Ternyata, TPPO bermodus magang bukanlah hal baru. Mengutip Kompas (8/7/23) modus ini sudah terjadi sejak 15 tahun lalu. Biasanya korban adalah siswa SMK atau mahasiswa program magang. Sudah ada upaya dari Komnas HAM mendesak Kemendikbud untuk mengusut namun tidak berjalan karena kasus terus terulang.
Kasus ini tentu membuat masyarakat resah dan dilema. Disatu sisi, masyarakat (orang tua dan mahasiswa) memang punya keinginan dan tuntutan agar lekas bekerja, sehingga program magang tentu sangat menggiurkan. Tapi ternyata, program magang di kampus tidak luput menjadi modus TPPO.
Padahal, saat ini Magang dijadikan program resmi Kementrian Pendidikan dalam program kampus merdeka sebagai cara pembelajaran efektif agar mahasiswa lebih cepat terampil dan lebih cepat bekerja. Dengan kasus ini, dunia pendidikan jadi tercoreng dan mendapat perhatian. Pasalnya slogan kerja kerja kerja kembali ditunggangi oleh kepentingan kapitalis atau motif bisnis. Bukankan orientasi sistem pendidikan saat ini yang fokus untuk melahirkan buruh intelektual perlu dievaluasi?
Berbeda dengan sistem pendidikan Islam.

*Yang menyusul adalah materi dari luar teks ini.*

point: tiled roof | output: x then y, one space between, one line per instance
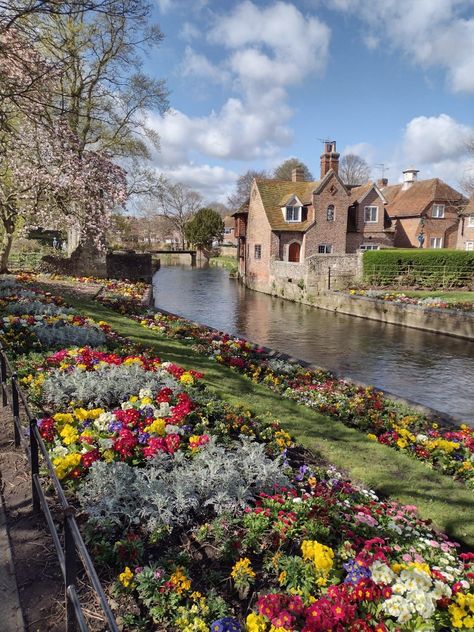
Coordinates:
415 199
275 193
358 193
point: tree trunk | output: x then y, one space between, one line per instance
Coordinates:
7 242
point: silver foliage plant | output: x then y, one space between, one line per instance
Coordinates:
64 335
173 490
36 307
107 386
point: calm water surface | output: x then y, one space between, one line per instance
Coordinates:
434 370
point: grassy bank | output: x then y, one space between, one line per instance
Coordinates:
449 504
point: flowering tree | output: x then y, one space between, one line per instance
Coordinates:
45 180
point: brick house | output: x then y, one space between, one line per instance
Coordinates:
294 219
423 212
465 237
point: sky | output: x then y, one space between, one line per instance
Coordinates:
255 82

Orientasi pendidikan bukan diukur sejauh mana lulusan itu mendapat kerja dan penghasilan tinggi, melainkan sejauh apa ilmu mereka bisa bermanfaat bagi umat. Kebermanfaatannya tidak diukur dengan jumlah penghasilan.

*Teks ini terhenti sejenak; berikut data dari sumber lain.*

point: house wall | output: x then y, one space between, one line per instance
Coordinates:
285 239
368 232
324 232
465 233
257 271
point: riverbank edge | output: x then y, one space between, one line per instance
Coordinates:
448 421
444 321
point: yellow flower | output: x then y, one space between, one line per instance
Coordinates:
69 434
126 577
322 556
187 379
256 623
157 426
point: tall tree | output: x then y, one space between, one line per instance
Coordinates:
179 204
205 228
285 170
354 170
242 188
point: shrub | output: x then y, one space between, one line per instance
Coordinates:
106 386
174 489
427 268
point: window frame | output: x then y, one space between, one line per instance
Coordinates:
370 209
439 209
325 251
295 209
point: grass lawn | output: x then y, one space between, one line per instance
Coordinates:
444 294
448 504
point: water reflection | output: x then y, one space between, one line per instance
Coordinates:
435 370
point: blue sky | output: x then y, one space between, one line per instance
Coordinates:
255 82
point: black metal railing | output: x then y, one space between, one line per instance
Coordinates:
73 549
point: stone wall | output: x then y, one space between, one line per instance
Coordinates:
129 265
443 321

Dengan orientasi ini, institusi pendidikan tinggi khususnya, tidak akan berlomba menggaet mahasiswa dengan iming-iming cepat kerja, termasuk dengan program magang keluar negeri di dalamnya. Mahasiswa pun tidak akan mudah tergiur. Karena mereka akan belajar dengan spirit ibadah -sebagai salah satu kewajiban menuntut ilmu- mendorong dirinya untuk menjadikan ilmunya bermanfaat walaupun bukan dengan penghasilan tinggi sebagai kompensasinya.
Tentu ini didukung oleh sistem ekonomi islam yang akan menyejahterakan, serta sistem pendidikan Islam yang gratis dan berkualitas. Dengan demikian, Kasus TPPO bermodus magang seperti diatas akan mampu dihentikan. []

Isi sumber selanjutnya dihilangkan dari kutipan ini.